Open Assistant shipped, then shut down: what 37K stars left behind
A crowdsourced attempt to build a ChatGPT rival wrapped up in October 2023, leaving a dataset and a lot of infrastructure code.

What it does
Open Assistant was LAION’s bid to build an open, chat-based large language model that could handle tasks, call APIs, and fetch information dynamically. The project ran a public data-collection site where volunteers wrote prompts, ranked model responses, and labeled data to feed a classic RLHF pipeline: collect instruction-following samples, train a reward model on human rankings, then run reinforcement learning against it.
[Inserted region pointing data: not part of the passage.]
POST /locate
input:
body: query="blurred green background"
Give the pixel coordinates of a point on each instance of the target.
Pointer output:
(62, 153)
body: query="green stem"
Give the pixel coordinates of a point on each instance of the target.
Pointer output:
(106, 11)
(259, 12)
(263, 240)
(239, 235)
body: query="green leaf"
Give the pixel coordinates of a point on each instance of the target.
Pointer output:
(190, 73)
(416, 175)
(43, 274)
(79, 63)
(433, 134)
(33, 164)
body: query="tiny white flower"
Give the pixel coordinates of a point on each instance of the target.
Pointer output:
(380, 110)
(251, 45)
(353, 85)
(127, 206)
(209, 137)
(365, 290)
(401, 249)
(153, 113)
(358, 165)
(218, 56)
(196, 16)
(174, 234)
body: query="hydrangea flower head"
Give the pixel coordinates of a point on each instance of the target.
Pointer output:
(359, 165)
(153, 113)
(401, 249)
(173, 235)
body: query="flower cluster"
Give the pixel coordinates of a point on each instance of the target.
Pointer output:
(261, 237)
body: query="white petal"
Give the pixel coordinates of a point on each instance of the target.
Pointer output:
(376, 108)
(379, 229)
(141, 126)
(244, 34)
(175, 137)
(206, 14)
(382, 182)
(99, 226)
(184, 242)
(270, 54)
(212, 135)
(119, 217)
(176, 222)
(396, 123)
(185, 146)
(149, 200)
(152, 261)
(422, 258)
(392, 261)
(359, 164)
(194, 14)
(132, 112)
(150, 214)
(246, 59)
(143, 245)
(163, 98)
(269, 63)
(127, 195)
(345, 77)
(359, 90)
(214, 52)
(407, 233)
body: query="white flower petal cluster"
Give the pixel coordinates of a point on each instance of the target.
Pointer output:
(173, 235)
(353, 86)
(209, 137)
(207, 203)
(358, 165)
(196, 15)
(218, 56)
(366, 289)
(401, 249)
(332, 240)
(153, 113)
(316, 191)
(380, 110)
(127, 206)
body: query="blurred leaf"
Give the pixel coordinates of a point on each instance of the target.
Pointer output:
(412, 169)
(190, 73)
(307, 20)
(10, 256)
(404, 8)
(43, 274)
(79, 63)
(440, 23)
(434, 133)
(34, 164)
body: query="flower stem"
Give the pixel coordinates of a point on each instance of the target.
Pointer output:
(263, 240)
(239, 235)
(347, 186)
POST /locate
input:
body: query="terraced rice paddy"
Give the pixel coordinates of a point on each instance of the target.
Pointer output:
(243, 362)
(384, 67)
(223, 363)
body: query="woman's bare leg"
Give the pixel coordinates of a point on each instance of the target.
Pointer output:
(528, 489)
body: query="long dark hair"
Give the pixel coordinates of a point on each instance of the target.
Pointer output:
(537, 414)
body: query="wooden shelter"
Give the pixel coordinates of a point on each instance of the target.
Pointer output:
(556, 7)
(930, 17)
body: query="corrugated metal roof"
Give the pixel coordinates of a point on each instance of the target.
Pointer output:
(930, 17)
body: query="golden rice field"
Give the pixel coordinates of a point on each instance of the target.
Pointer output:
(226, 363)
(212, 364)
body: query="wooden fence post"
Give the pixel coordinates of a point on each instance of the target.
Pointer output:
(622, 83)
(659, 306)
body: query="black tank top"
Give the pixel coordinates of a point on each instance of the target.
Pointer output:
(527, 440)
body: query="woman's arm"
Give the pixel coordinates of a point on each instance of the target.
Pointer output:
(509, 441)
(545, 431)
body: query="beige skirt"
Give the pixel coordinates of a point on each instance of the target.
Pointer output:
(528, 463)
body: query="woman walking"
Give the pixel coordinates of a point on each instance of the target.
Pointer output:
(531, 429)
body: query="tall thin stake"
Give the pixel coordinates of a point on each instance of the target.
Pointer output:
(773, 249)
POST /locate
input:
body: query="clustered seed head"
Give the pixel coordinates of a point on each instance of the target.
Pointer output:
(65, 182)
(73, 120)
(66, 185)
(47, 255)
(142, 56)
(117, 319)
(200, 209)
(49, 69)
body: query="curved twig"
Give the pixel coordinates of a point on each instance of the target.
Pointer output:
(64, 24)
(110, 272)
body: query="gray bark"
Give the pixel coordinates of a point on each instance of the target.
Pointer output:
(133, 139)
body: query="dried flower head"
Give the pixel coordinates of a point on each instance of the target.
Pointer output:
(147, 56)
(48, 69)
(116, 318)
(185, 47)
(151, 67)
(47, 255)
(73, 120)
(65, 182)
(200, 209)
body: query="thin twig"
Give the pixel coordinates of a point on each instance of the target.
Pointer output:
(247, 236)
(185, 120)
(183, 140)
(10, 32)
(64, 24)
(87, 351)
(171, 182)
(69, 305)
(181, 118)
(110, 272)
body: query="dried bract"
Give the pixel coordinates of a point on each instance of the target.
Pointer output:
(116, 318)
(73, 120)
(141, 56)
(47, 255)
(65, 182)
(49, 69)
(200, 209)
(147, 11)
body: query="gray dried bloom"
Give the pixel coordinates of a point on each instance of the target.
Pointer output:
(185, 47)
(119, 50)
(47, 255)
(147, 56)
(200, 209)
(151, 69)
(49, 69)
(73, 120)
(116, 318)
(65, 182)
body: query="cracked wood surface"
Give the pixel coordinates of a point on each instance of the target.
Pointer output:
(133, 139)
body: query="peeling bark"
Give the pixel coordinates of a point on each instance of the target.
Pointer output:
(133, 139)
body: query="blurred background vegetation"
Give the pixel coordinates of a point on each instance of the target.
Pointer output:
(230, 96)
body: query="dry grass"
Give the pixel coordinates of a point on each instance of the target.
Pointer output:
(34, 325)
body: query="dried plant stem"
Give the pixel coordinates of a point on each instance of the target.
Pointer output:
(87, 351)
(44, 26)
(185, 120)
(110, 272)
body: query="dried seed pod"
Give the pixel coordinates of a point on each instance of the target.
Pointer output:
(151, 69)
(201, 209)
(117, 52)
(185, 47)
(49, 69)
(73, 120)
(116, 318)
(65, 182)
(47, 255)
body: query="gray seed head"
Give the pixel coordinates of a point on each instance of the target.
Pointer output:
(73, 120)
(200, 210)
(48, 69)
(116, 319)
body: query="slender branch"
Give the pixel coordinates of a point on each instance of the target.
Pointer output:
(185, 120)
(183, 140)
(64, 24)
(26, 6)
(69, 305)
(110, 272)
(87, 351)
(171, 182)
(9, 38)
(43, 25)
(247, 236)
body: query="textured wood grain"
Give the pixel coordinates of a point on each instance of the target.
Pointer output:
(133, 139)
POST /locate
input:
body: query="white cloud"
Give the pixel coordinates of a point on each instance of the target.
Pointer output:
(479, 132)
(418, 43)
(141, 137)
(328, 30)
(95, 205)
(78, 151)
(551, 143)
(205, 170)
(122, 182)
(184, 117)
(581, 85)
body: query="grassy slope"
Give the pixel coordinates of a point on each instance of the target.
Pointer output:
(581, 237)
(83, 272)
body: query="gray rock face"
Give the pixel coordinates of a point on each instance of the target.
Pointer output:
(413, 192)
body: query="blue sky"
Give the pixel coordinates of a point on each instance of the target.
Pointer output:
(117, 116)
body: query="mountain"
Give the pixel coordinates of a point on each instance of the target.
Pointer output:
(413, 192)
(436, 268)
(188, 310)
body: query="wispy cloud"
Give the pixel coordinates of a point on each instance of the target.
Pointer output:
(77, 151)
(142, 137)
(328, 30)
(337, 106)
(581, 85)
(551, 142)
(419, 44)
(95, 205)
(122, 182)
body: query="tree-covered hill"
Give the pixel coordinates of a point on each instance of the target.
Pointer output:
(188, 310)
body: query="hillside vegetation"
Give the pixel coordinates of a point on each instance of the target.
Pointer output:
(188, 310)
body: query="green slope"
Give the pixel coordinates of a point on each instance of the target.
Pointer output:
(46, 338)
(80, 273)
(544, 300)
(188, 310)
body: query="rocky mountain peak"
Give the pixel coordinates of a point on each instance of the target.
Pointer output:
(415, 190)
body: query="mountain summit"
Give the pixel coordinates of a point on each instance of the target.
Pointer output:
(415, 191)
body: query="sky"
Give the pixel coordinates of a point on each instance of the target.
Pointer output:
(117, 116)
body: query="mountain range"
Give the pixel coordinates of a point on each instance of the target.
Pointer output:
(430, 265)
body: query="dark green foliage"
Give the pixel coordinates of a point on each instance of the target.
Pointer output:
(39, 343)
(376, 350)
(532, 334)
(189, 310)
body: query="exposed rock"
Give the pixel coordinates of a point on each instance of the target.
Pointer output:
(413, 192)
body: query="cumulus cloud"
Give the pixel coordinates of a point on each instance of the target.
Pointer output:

The full stack—Next.js frontend, Python backend, Postgres, Docker Compose profiles for CI and inference—was designed to be runnable locally, though the README repeatedly warns that local setup is for development, not for running your own chatbot.
The interesting bit
The project treated crowdsourcing as a first-class engineering problem, not just a data-gathering step. They built leaderboards, anti-spam measures, and multi-vote ranking systems to handle “unreliable potentially malicious users.” That infrastructure for distributed human feedback may outlive the model itself.
Key highlights
- Followed the three-stage InstructGPT/RLHF recipe explicitly: supervised fine-tuning data → reward model → RL training
- Shipped a working chat frontend and data-collection web app at
open-assistant.io - Published the final
oasst2dataset on HuggingFace; this appears to be the main surviving artifact - Docker Compose setup with multiple profiles (
ci,inference) for local development - Devcontainer and GitHub Codespaces support for standardized contributor environments
Caveats
- The project is explicitly finished as of October 2023; no ongoing development
- The README’s “vision” section promises future capabilities (API usage, dynamic research, consumer hardware efficiency) that were aspirational and, given the shutdown, unfulfilled
- Local inference setup is documented but described as “only for development and is not meant to be used as a local chatbot, unless you know what you are doing”
Verdict
Worth studying if you’re building crowdsourced data pipelines or RLHF infrastructure, or if you want to mine the oasst2 dataset. Skip it if you’re looking for a maintained open assistant to deploy today—this is a finished experiment, not a living project.